ONE compared the results of  keeping all the money in (1) Money Markets, (2) 50% Money Market
+ 50% Short Term Government Bonds or (3) 30% Canadian Stocks + 35% High quality corporate bonds
+ 35% Short-Term Government Bonds.

Using various market indices for the years 2008 to 2018, the Money Market’s annualized return was  1.2%, compared to 1.9% for the 50/50 portfolio and 3.7% for higher risk 30/35/35 portfolio. Despite negative returns in several years, the overall benefit was significant. In fact, in dollar terms, the $10 million was worth nearly $12.8 million, 17% higher than if the funds had been left in Money Market.

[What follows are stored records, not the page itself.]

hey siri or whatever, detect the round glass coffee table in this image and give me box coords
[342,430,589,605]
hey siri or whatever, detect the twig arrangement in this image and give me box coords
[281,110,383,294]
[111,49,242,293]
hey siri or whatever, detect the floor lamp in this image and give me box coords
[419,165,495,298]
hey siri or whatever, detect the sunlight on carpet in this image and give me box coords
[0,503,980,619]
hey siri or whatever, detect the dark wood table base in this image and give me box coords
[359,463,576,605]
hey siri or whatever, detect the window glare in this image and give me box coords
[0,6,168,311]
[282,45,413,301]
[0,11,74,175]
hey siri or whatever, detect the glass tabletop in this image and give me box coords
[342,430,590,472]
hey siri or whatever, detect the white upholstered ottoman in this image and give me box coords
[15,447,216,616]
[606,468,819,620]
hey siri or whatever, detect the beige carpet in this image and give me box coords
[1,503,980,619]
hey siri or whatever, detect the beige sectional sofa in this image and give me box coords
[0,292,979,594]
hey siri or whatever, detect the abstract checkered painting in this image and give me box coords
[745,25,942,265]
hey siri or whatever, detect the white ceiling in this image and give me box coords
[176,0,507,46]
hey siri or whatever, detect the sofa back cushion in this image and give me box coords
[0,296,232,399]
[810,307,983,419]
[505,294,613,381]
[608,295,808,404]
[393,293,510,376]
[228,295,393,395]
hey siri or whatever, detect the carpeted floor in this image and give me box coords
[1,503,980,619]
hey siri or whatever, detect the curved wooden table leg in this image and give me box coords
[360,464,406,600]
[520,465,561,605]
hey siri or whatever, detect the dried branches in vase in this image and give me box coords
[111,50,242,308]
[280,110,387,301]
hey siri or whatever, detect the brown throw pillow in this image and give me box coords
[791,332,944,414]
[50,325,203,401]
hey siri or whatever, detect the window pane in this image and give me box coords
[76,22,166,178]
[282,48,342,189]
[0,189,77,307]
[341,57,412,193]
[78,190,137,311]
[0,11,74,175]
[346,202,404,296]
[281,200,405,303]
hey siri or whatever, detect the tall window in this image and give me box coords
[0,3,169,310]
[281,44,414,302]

Here’s what you can conclude:

  • Due to the power of compounding, small differences in long-term returns add up to large amounts in ending values.
  • The most important determination when investing for the long run is finding the right level of risk for a portfolio:  we can intuitively appreciate the annual effect of taking on too much risk, however, we may not fully appreciate the long-term impact of not taking on enough.  This cost needs to be considered in investment decisions.
  • An understanding of risk tolerance is something that may evolve over time with financial and investment planning experience.  Although it is almost impossible to predict market outcomes in any year, long-term market behaviour has been more consistent.
  • The long-term investments in the study are all fully liquid and can be accessed at any time.  However, the riskier ones fluctuate in value more, so it is crucial that they be left invested in their markets as long as possible.